High purpose without love and support is the university student studying to be a doctor because that’s what their parents want them to do. A huge amount of purpose is driving their behaviour but every time they kick another goal or over-achieve, they experience the inevitable anti-climax. They feel empty and unfulfilled. This drives them to work harder in perpetual pursuit of the love and support that they don’t have…. a futile quest that ends in burnout.

Low purpose coupled with low love and support is outright dangerous. If cornered by this psychological double-edged sword, immediate help is the only option.

What about kids and computer games….how do I deal with that?

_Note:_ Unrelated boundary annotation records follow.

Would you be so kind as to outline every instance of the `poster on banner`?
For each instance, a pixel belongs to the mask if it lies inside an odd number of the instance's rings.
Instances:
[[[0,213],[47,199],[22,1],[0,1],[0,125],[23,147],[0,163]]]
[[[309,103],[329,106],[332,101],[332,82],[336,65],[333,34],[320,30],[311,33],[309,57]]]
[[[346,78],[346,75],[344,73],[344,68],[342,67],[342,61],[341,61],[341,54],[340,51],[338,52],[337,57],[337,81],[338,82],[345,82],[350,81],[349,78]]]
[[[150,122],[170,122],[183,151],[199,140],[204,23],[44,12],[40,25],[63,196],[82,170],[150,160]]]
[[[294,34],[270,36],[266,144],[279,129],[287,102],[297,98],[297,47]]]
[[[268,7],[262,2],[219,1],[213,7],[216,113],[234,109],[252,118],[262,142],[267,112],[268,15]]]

Coming back to my kids and their computer game addiction, the problem wasn’t the games, it was the fact that they were a little lost before they started playing. I love my kids with all my heart, and I’d like to think they each have independent personalities with high drive and purpose. However, in those moments when you are feeling a little down because things haven’t gone your way or your parents may have lost their temper with you, it’s easy to lose purpose and feel as though you aren’t loved or supported. Kids can be extreme in their feelings of purpose, love and support, going from the highs to the absolute lows in a couple of minutes. It’s in those moments that we need to be aware of how we show up as parents. The exact moment when you really couldn’t be bothered dealing with another argument, so you give in to games…. that is when you need to step-up. For me, stepping up looked like taking access to Fortnite away. Interestingly, my kids all felt that as an act of love and support because it extinguished their inability to be satisfied. To any parent out there right now struggling with computer game addiction in their household, ask yourself honestly, do your kids recognise how much you love and support them? If the answer is yes, they will follow your lead. No drug addict deeply entwined in their addiction will willingly give up their stash without a fight. However, those that emerge from the deceptive embrace of their drug will thank you indefinitely for your intervention.